We have reached the end of an era - a fin de siècle. The financial and economic traumas of recent years have been a wake up call. The post-war liberal capitalist consensus has been undermined by the manifest incompetence of those to whom ordinary people have relied on hitherto for economic, financial, and corporate governance, and by the huge rewards those same incompetents have appropriated, and continue to appropriate.

The value-creating power of business consists of people and people everywhere are rejecting a vision of business in which the company is merely an engine for creating shareholder value.

It will take a lot of time and thought to reach a consensus on the new contract. It is a challenge comparable in scale and radicalism to the great 18th century enlightenment that replaced the medieval era of all-powerful monarchs and their ‘divine rights’, with a new  secular age of science and reason.

The design and specification of this new contract is a job for the heirs of the enlightenment philosophers (Newton, Leibniz, Spinoza, Smith, Descartes, Voltaire, Locke, Diderot, Montesquieu, Franklin, Jefferson and Paine). The CCEG is committed to and wants to play a part in this hugely important enterprise.

Quite what form the ‘new contract’ will take is not yet clear, but it is certain to emerge from interactions between the CCEG’s three themes; Citizenship, Enterprise and Governance.
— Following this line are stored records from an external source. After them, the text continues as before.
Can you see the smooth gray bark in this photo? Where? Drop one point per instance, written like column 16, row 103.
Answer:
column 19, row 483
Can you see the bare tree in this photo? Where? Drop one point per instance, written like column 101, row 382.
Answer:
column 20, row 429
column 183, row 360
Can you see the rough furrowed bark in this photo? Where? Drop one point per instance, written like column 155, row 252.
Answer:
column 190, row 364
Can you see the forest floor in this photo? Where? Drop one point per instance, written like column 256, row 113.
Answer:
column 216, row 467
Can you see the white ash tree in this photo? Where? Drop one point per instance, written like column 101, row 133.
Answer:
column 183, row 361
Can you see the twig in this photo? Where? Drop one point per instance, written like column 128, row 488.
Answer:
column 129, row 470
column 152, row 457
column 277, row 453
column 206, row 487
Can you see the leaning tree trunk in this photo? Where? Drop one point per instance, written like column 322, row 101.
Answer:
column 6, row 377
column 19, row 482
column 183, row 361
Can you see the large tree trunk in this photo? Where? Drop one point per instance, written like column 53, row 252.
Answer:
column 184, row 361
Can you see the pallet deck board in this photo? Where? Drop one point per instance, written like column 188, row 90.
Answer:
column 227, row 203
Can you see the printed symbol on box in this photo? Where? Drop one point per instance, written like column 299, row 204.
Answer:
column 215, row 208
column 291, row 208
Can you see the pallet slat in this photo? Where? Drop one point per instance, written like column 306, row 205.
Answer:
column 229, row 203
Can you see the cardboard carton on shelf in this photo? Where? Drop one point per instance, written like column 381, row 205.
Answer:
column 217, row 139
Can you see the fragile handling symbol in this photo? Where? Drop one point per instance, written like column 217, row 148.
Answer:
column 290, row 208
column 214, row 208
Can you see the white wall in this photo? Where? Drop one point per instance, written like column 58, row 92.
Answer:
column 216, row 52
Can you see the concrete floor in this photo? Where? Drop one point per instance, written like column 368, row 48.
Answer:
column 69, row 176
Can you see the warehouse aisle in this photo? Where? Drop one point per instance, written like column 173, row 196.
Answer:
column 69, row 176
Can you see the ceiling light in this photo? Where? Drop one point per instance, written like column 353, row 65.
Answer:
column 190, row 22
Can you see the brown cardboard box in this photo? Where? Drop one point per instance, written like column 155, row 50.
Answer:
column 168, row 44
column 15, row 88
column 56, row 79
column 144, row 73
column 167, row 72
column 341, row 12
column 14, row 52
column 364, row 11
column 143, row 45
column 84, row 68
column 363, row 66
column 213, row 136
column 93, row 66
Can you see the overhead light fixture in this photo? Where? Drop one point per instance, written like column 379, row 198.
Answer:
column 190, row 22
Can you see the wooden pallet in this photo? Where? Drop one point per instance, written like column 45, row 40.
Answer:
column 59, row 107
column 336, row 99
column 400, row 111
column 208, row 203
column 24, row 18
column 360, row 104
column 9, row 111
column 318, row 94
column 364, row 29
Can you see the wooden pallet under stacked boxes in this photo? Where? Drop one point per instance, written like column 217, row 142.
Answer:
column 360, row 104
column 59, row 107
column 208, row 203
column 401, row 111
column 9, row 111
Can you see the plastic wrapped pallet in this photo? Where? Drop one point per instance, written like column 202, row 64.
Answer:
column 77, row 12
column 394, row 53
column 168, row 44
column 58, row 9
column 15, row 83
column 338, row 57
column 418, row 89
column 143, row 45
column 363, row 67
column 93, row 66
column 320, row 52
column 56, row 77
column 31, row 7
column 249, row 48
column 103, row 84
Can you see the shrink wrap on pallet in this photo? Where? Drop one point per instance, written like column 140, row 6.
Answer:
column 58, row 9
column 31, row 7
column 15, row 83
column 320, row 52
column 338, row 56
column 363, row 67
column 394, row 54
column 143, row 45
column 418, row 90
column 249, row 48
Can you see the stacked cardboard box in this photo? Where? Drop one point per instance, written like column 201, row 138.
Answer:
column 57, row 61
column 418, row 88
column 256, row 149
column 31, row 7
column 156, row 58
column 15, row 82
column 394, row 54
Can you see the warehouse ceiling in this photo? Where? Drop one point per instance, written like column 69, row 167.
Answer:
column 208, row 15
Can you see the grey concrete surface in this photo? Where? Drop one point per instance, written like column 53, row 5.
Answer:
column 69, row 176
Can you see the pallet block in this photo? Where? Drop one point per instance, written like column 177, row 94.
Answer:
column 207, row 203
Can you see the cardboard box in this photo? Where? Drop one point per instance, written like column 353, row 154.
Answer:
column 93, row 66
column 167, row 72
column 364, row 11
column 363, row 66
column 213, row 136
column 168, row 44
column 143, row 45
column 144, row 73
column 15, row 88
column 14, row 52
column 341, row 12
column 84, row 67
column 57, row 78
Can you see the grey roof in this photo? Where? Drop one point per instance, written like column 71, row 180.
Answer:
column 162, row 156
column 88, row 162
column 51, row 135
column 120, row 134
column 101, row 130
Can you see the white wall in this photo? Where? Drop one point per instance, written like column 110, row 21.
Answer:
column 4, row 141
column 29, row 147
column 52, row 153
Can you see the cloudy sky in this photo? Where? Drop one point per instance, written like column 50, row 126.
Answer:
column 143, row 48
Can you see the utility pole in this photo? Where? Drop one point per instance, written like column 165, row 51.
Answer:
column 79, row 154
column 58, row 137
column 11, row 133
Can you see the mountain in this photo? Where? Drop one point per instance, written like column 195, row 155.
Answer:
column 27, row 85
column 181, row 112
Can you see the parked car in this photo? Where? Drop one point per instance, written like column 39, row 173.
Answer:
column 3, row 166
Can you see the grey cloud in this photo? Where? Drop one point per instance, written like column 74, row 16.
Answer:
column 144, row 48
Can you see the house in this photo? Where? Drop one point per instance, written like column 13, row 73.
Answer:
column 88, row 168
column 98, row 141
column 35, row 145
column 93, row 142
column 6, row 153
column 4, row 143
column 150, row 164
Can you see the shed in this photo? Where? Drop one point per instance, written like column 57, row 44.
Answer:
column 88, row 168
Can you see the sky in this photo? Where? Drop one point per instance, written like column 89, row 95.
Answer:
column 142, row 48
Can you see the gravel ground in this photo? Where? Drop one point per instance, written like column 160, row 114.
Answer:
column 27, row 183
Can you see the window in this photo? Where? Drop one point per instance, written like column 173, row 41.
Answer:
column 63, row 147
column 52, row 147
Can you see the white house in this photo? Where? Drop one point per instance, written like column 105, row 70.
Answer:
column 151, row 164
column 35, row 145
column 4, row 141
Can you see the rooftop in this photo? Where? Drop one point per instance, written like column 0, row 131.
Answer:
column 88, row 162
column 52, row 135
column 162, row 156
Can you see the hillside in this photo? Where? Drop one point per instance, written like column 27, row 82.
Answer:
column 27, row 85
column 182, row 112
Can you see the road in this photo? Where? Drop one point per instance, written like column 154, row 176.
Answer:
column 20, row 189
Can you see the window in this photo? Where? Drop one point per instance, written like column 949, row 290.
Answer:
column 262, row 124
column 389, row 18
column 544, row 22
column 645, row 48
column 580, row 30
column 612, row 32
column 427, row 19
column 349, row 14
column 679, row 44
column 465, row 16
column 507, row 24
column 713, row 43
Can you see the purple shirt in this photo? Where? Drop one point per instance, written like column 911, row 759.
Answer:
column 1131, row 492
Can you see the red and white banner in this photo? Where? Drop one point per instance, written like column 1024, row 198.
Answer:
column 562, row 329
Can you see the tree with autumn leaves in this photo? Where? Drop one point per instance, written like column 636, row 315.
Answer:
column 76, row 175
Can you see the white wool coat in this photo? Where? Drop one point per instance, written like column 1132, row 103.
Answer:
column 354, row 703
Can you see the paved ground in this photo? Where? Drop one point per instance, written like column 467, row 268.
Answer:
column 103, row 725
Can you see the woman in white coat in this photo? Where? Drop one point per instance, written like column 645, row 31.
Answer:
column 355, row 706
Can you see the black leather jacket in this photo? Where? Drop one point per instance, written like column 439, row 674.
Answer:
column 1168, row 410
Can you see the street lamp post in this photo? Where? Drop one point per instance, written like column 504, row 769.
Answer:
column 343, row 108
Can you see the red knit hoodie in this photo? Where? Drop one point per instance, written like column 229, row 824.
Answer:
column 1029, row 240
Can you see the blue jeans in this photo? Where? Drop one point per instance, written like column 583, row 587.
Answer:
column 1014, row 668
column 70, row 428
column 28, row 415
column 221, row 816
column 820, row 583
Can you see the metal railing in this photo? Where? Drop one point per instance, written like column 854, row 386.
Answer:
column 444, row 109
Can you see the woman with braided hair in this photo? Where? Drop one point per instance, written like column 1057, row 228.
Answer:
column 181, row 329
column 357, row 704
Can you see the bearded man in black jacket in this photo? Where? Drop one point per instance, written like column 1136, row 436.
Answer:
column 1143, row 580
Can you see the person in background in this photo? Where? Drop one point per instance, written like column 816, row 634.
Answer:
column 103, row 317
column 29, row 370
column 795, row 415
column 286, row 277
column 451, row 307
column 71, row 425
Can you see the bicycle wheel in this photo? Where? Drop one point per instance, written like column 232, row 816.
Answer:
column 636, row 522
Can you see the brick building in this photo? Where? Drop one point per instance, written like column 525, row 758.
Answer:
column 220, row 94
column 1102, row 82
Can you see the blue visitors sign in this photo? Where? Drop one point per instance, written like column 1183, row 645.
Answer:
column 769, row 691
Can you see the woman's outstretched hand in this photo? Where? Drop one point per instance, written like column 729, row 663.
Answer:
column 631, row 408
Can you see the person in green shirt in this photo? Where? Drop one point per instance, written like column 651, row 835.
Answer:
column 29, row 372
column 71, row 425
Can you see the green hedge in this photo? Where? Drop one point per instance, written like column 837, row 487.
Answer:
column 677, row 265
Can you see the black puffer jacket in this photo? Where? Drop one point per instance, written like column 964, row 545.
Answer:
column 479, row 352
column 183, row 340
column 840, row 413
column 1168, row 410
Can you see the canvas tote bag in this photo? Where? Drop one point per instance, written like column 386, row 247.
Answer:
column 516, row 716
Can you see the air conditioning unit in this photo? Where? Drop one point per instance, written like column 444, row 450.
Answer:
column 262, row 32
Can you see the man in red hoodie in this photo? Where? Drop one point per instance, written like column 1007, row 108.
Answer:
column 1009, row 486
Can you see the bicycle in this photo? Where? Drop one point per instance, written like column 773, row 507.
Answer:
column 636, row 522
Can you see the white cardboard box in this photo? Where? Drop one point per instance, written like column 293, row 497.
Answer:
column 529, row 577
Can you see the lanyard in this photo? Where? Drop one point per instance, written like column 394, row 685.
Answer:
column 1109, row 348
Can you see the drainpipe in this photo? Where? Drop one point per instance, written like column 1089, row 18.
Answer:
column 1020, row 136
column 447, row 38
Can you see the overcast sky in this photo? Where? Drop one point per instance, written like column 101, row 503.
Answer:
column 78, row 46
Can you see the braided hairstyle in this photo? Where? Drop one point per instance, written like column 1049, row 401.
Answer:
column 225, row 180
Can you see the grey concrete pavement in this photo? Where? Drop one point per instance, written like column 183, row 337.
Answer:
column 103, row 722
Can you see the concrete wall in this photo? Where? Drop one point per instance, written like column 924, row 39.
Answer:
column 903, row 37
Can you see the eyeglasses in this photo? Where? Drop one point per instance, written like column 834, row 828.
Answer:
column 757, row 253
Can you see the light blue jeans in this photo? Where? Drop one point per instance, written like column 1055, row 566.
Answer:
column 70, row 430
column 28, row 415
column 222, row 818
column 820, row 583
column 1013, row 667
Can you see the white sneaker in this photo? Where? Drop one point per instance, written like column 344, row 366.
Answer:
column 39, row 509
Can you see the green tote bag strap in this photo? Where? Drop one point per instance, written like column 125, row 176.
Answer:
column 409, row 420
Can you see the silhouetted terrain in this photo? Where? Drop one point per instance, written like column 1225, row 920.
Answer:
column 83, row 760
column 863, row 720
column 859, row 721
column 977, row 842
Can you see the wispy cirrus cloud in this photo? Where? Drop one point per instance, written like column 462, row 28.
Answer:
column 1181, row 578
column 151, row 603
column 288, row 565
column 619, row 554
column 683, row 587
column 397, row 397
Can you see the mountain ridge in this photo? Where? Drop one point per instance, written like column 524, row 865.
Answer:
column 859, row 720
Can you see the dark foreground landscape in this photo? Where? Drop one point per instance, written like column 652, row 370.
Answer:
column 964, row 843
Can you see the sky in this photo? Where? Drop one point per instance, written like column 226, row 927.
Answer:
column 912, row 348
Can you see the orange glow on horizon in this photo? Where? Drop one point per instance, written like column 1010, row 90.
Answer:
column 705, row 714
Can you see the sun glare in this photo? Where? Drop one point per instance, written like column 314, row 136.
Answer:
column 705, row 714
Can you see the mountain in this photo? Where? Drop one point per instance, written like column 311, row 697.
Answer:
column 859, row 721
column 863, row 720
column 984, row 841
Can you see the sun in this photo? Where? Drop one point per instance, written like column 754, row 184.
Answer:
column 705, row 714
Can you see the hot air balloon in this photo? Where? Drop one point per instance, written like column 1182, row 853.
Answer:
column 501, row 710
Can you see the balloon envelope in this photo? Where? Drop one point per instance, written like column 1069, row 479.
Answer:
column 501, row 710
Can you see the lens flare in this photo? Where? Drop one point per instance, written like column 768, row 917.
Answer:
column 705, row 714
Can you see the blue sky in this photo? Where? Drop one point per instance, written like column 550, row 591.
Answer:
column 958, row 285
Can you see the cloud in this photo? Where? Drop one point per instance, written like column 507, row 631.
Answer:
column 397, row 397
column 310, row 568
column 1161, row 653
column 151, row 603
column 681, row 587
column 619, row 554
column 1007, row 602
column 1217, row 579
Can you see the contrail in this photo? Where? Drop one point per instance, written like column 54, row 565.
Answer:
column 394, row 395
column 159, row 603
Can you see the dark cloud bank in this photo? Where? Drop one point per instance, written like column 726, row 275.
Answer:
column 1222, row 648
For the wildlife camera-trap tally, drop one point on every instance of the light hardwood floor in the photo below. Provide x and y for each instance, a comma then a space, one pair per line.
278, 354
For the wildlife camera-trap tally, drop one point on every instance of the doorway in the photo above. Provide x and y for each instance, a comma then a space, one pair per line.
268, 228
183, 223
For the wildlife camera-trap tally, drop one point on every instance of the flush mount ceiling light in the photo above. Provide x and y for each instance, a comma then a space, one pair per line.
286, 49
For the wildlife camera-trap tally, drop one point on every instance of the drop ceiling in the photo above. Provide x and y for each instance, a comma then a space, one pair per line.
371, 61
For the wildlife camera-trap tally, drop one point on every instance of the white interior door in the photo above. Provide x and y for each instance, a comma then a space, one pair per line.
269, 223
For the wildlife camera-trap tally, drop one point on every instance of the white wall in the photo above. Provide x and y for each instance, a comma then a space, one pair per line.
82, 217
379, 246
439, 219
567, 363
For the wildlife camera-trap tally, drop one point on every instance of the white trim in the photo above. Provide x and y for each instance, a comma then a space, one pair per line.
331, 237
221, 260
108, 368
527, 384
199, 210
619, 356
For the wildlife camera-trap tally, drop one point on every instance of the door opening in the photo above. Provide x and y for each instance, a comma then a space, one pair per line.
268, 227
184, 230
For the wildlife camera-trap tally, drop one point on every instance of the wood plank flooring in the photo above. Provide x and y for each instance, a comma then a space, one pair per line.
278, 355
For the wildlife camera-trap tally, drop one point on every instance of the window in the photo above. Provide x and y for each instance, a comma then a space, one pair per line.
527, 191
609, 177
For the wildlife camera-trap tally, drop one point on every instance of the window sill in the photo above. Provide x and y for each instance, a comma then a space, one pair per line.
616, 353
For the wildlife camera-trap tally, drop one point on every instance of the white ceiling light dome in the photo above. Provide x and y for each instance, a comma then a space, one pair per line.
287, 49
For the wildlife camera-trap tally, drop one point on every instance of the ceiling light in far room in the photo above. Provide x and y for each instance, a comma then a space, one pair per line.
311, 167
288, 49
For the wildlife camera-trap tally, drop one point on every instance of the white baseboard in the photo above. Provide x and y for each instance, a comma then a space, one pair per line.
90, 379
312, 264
The mission of this blog is to apply new enlightenment thinking to the political, social, economic and corporate topics and issues of the day, to identify and criticise pre-enlightenment thinking, and to challenge traditional assumptions and conventional wisdoms.

We welcome feedback, the more the better, and we will offer ‘guest slots’ to those who have strong views about what we write here and others write elsewhere.